E, assim que adentrou a casa bancária foi informado que ainda não fora aprovada a sua ajuda humanitária. Que desumanidade era aquela…

Mais um mês se passou. A geladeira esvaziou-se. A fome começou a importunar aquela pobre família. Nada tinham para comer a não ser algum mantimento oferecido por algum vizinho.

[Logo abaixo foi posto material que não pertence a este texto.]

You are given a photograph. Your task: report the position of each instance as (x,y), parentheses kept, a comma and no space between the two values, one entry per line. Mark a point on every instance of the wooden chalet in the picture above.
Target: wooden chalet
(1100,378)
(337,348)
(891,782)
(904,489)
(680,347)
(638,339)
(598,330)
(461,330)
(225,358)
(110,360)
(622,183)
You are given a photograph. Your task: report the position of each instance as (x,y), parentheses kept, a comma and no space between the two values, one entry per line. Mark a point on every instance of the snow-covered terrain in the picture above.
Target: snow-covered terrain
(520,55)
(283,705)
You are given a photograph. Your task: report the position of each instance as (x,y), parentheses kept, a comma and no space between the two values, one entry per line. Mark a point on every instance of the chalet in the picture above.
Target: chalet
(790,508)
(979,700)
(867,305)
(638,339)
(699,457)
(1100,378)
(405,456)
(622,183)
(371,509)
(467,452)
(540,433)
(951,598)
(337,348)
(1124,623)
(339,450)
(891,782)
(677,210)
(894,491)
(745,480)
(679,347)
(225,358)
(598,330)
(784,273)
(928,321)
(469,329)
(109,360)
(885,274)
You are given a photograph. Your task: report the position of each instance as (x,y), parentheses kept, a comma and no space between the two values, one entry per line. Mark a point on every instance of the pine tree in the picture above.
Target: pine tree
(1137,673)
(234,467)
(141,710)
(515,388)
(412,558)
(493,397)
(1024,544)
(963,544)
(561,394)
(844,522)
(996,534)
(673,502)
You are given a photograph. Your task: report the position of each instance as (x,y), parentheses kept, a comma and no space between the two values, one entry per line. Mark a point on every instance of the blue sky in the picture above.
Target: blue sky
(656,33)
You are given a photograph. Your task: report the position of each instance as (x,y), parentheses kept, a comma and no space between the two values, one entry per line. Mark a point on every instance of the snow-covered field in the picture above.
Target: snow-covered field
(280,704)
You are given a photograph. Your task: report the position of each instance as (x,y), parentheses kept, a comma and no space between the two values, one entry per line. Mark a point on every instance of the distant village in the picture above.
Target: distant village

Nunca passaram por tal estado de calamidade. Pela televisão só podiam ver promessas vãs.

Que num dia, não se sabia quando, mais provisões seriam disponibilizadas àqueles que mais necessitavam. E não eram nada mais do que promessas vãs.

Foi naquele mês de maio, quase ao seu final, desesperado, Zé Pobreza novamente foi à porta do banco. Na esperança de receber o tal auxilio emergencial.

Mais uma resposta negativa. Ainda não seria desta vez. Acontece que os recursos minguaram. O desgoverno anunciou a falência do sistema. Que a economia estava a ver navios em alto mar.

Mal terminou o mês e a situação continuava de mal a pior. Nada de receber aqueles caraminguados prometidos. E a fome apertava fundo no estômago vazio. A destemperança campeava solta pelo país inteiro.

Foi quando o infeliz Zé Pobreza tomou uma súbita decisão. Candidatou-se a vereador. Saiu vitorioso na eleição.

Desde então nunca mais passou fome. O polpudo salário durava mais que dois meses inteiros. Fora as vantagens oriundas do cargo. Que nem eram contabilizadas ao final do mês.

Infelizmente é o que acontece em nosso mal falado país. Falta-nos o descalabro de denunciar e punir tais infratores.